Together, they would bring slaves to Smith’s plantation in Harper’s Ferry, Virginia where they would work as paid free workers. Around 1850, James died suddenly, some suspecting it was Mary due to his restrictive tendencies. Until 1851, Mary worked the slave South by freeing slaves on her own until slave holders began looking to capture her, so she headed West to New Orleans where she lived with her new husband John James Pleasants (not related to her father) until JJ left for California to follow the gold rush where life may be better for them, leaving Mary behind to learn the Voodoo trade from Marie Laveaux through which she learned how to become a mentor and how to use riches to help the poor.
Eventually, as for being wanted again for helping slaves escape, Mary made her way to San Fran in 1852 where the gold rush was dominating the economy and culture of the city. Men, violence, and alcohol ruled the atmosphere.
Mary used two different names in order to escape the Fugitive Slave Act: Mary Smith, the white cook who served the wealthiest and most influential men in San Francisco and Mary Ellen Pleasant, the light skinned abolitionist who worked to bring justice to the black community.
While serving the influential men, she would listen to their conversations and use their secrets against them to gain privileges for blacks, a skill she learned through Voodoo. She was nicknamed “The Black City Hall” for her tactics.
Pleasant owned businesses in every area of industry, employing free blacks and giving them jobs they would not have been given in other states at the time. Eventually, European immigrants took all of these jobs away from blacks as economic depression and anti-black racism dominated the country.
Seeing the upcoming collapse, Mary returned to the East to assist John Brown’s attempt at forced abolition. That’s right, you’re reading that correctly MARY ELLEN PLEASANT FINANCED HARPER’S FERRY and all we learn about in history class is the failed attempt of the unorganized white man who wasn’t a totally horrible man, I know it’s infuriating.
Anyway, Pleasant donated $30,000 for guns for the small army John had assembled and land for slaves to live.

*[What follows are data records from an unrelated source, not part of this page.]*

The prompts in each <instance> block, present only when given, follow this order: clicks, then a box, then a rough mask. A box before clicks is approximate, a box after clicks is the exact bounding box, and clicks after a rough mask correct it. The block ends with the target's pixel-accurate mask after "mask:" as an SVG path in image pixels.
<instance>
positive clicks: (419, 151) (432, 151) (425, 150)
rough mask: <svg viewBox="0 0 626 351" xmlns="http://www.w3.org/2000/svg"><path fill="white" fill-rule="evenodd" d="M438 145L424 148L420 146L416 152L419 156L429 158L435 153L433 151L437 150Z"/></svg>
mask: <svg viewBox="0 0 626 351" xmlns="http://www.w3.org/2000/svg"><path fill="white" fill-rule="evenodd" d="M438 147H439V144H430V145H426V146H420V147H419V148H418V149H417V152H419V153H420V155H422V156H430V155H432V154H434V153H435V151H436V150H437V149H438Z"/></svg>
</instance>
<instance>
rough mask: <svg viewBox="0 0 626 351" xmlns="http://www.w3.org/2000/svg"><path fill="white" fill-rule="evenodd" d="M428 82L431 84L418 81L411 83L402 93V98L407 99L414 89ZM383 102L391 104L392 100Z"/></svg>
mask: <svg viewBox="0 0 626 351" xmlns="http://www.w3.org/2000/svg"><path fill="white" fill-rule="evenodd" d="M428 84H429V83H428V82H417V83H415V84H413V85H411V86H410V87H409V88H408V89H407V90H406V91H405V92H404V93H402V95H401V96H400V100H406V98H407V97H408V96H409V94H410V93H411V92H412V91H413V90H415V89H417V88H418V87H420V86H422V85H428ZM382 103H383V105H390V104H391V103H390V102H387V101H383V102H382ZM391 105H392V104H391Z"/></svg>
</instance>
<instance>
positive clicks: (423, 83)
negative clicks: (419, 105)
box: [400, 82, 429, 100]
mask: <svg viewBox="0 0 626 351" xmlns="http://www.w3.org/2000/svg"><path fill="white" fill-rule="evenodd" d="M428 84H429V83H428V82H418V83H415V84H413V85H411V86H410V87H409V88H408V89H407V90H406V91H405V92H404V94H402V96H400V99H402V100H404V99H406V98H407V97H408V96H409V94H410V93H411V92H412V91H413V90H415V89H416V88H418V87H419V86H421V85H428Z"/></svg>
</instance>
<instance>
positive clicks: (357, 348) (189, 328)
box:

It was an extremely risky operation if she were to be caught by authorities, as she was an extremely sought after slave liberator, and it was at this time she said her most popular quote “I’d rather be a corpse than a coward” .
Legally, Pleasant made strides for blacks in San Francisco such as the right for blacks to ride street cars without discrimination with the best lawyers in the country.
It was around this time Pleasant started to be talked poorly of, as she openly announced she was half-black and her secret love affair with a man named Thomas Bell, with whom she jointly accumulated $30 million which was put towards law suits attempting to reform the racist laws of the 1860’s.
This story is about the struggle of a light-skinned woman to both support herself as a white woman while fighting for the rights of blacks in America. She was able to use her skin color for good, using her power and wealth to give blacks on the western coast the rights they needed and deserved. She was an important part of American history who is constantly overlooked because of her race and her gender. Without her, the slave revolt led by James Brown would not have taken place and the question of abolition would have remained an afterthought in the American way of life. She is a hero and should be remembered as so, not the villain the California press made her to seem.